There is much evidence to support the following explanation: Vocal music expresses joy, whereas instrumental music induces joy. Vocal music is "inside-out"; instrumental music "outside-in". This suits their nature as well: singing comes from inside of us, whereas instrumental music is from the instrument which is external to us; it is an instrument for creating rejoicing.
For example, the two examples we find in the Torah of vocal singing are the Song of the Sea and the Song of the Well.
In both cases, miracle which caused the people to rejoice, and subsequently they sang. In fact, in each case the Torah explicitly tells us "Then Moshe and the children of Israel sang" (Shemot 15:1); "Then Israel sang" (Bamidbar 21:17).
By comparison, here are two prominent examples of instrumental music: When Shaul was in a terrified and unsettled state of mind, he sought "someone who knows how to play the harp" (I Shmuel 16:16). And when Elisha sought prophetic inspiration, he said "Bring me player"; and when the player played then G-d's spirit settled on him (II Melakhim 3:15). In each case the playing was not an expression of a state of mind but on the contrary a means to bring about an uplifted state of mind.
A seeming exception is the statement of Shlomo that in order to entertain himself he acquired "sharim vesharot", which literally translates as "men and women singers". Yet Targum and Rashi explain that this term actually refers to kinds of musical instruments (Kohelet 2:8).

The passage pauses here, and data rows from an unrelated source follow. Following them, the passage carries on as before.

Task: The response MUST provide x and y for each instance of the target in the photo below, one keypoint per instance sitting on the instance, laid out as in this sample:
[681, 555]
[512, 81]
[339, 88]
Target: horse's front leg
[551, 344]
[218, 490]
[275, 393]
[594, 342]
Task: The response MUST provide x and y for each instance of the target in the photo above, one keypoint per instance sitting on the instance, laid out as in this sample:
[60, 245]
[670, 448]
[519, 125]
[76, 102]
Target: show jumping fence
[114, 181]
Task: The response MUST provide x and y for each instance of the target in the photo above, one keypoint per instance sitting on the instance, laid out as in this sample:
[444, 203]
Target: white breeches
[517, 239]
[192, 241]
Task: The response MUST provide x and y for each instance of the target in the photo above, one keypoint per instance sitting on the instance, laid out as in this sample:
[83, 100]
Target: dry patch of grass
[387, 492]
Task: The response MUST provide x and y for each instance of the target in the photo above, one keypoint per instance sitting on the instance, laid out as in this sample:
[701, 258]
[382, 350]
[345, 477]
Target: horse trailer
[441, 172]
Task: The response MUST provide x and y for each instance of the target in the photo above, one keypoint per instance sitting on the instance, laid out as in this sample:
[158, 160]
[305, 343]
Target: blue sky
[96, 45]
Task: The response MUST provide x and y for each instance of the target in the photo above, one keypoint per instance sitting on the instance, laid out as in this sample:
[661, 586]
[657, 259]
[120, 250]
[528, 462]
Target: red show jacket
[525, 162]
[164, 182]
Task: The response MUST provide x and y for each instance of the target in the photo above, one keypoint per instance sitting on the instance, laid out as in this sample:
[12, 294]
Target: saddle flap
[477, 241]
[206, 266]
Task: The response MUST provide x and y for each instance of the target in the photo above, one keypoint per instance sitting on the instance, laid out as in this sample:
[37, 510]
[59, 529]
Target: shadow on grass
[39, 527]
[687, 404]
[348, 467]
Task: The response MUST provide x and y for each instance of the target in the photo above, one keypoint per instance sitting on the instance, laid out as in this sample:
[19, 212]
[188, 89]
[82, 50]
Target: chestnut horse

Now we can understand the difference between the various halakhot. In the case of mourning, the main prohibition is inducing rejoicing not expressing it. Likewise, the purpose of music at a wedding is in order to induce joy in the bride and groom. So in these cases instrumental music is primary.
But in the Temple, the rejoicing stemmed from the beauty and holiness of the Temple service. The music was meant to express this joy, not to create it. "Which service is through joy and a glad heart? It is singing." (Arkhin 11a) In this case the singing is primary, and the instruments are only an accompaniment.